Rosa Leão explicou que este ebook surge pela grande incidência da disfagia, pelas complicações que traz, baixa qualidade de vida dos doentes e também pela baixa literacia em saúde existente.
“Devido à elevada incidência e à gravidade das complicações que podem surgir, torna-se emergente empoderar as pessoas afectadas/prestadores de cuidados, de conhecimentos e habilidades que permitam gerir esta problemática, prevenindo complicações e aumentando a literacia neste âmbito”, argumentou. Por isso, são várias as áreas a serem abordadas para a gestão da disfagia, nomeadamente sinais e sintomas, possíveis complicações, posicionamento durante as refeições, preparação de alimentos/bebidas, actuação em caso de engasgamento.
O livro aponta para a preparação de dietas adaptadas de consistência cremosa, com ingredientes acessíveis, nutricionalmente equilibradas e diversificadas, propondo alternativas para as diferentes refeições, “quebrando a monotonia das dietas, contribuindo para o correcto aporte nutricional e hídrico”.
Ao todo são 30 receitas com cor, sabor, aroma e textura, desde pequenos-almoços, a sopas, pratos de peixe, pratos de carne e sobremesas.

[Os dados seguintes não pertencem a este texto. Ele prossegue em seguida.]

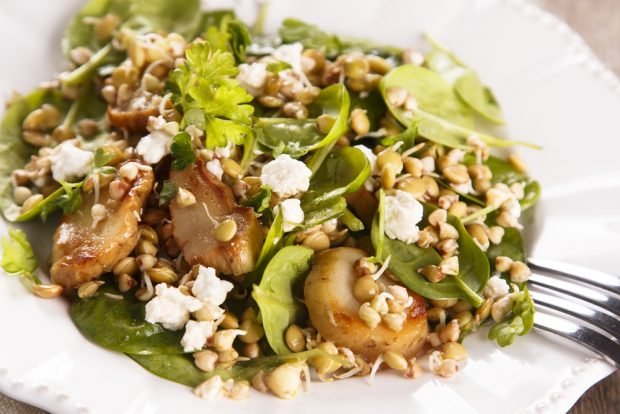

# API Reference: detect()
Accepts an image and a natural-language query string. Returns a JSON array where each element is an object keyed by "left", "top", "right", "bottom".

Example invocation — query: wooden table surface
[
  {"left": 536, "top": 0, "right": 620, "bottom": 414},
  {"left": 0, "top": 0, "right": 620, "bottom": 414}
]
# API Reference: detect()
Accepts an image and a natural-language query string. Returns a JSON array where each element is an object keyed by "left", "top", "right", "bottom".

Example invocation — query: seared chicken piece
[
  {"left": 170, "top": 162, "right": 263, "bottom": 275},
  {"left": 304, "top": 247, "right": 428, "bottom": 361},
  {"left": 51, "top": 160, "right": 154, "bottom": 291}
]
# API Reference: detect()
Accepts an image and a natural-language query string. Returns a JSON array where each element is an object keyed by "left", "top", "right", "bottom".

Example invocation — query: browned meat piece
[
  {"left": 51, "top": 160, "right": 154, "bottom": 291},
  {"left": 170, "top": 162, "right": 263, "bottom": 275},
  {"left": 304, "top": 247, "right": 428, "bottom": 361}
]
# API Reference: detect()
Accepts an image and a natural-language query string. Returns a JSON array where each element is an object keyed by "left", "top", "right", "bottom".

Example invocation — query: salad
[{"left": 0, "top": 0, "right": 540, "bottom": 399}]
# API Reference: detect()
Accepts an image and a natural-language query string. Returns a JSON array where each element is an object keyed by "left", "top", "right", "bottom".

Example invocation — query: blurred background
[{"left": 0, "top": 0, "right": 620, "bottom": 414}]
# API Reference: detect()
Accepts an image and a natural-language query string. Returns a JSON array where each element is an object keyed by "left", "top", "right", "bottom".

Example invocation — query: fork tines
[{"left": 528, "top": 259, "right": 620, "bottom": 367}]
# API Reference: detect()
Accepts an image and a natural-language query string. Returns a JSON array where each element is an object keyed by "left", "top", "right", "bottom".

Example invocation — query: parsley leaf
[
  {"left": 0, "top": 229, "right": 41, "bottom": 286},
  {"left": 170, "top": 132, "right": 196, "bottom": 170},
  {"left": 171, "top": 42, "right": 254, "bottom": 148},
  {"left": 159, "top": 180, "right": 179, "bottom": 207}
]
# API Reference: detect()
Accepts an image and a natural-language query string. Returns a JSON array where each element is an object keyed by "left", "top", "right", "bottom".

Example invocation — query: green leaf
[
  {"left": 379, "top": 65, "right": 540, "bottom": 149},
  {"left": 170, "top": 42, "right": 254, "bottom": 148},
  {"left": 71, "top": 282, "right": 184, "bottom": 355},
  {"left": 278, "top": 18, "right": 402, "bottom": 58},
  {"left": 425, "top": 35, "right": 505, "bottom": 125},
  {"left": 252, "top": 246, "right": 314, "bottom": 355},
  {"left": 242, "top": 185, "right": 271, "bottom": 213},
  {"left": 15, "top": 180, "right": 85, "bottom": 222},
  {"left": 0, "top": 89, "right": 68, "bottom": 217},
  {"left": 159, "top": 180, "right": 179, "bottom": 207},
  {"left": 170, "top": 132, "right": 196, "bottom": 170},
  {"left": 204, "top": 12, "right": 252, "bottom": 63},
  {"left": 255, "top": 84, "right": 350, "bottom": 161},
  {"left": 489, "top": 288, "right": 536, "bottom": 347},
  {"left": 128, "top": 348, "right": 334, "bottom": 387},
  {"left": 301, "top": 147, "right": 370, "bottom": 211},
  {"left": 243, "top": 212, "right": 284, "bottom": 288},
  {"left": 372, "top": 204, "right": 490, "bottom": 307},
  {"left": 0, "top": 229, "right": 37, "bottom": 275}
]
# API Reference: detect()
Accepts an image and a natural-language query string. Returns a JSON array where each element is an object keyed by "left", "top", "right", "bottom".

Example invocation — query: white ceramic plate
[{"left": 0, "top": 0, "right": 620, "bottom": 414}]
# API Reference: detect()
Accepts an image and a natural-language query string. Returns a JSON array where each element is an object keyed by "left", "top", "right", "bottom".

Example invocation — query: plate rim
[{"left": 0, "top": 0, "right": 620, "bottom": 414}]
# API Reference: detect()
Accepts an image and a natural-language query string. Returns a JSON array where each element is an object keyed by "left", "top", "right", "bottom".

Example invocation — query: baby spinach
[
  {"left": 278, "top": 18, "right": 402, "bottom": 58},
  {"left": 255, "top": 84, "right": 350, "bottom": 162},
  {"left": 489, "top": 287, "right": 536, "bottom": 347},
  {"left": 371, "top": 204, "right": 490, "bottom": 307},
  {"left": 128, "top": 348, "right": 336, "bottom": 387},
  {"left": 379, "top": 65, "right": 539, "bottom": 149},
  {"left": 301, "top": 147, "right": 370, "bottom": 228},
  {"left": 252, "top": 246, "right": 314, "bottom": 355},
  {"left": 301, "top": 147, "right": 370, "bottom": 208},
  {"left": 0, "top": 229, "right": 41, "bottom": 288},
  {"left": 70, "top": 283, "right": 184, "bottom": 355},
  {"left": 425, "top": 35, "right": 505, "bottom": 125},
  {"left": 0, "top": 89, "right": 68, "bottom": 217}
]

Presente na sessão, o presidente da Secção Regional Norte da Ordem dos Enfermeiros, João Paulo Carvalho, defendeu que “tudo o que se possa fazer para melhorar a qualidade de vida destes doentes é importante”. “Isto sim é colocar o doente no centro do sistema”, afirmou sobre este projecto. Daniela Oliveira, vereadora da Saúde da Câmara de Penafiel, considerou este ebook um “agente promotor da inclusão social à mesa”, enquanto o enfermeiro director do CHTS, José Ribeiro, realçou o trabalho de equipa por detrás do projecto. Destacou ainda a importância da iniciativa “numa das regiões com maior incidência de AVC”. Foram 339 os doentes referenciados em 2021 para a via verde do AVC do Hospital Padre Américo, lembrou. Este livro “é um farol para ajudar a alimentação de pessoas com disfagia. Vai empoderar e informar doentes e familiares para uma alimentação mais adequada”, acredita.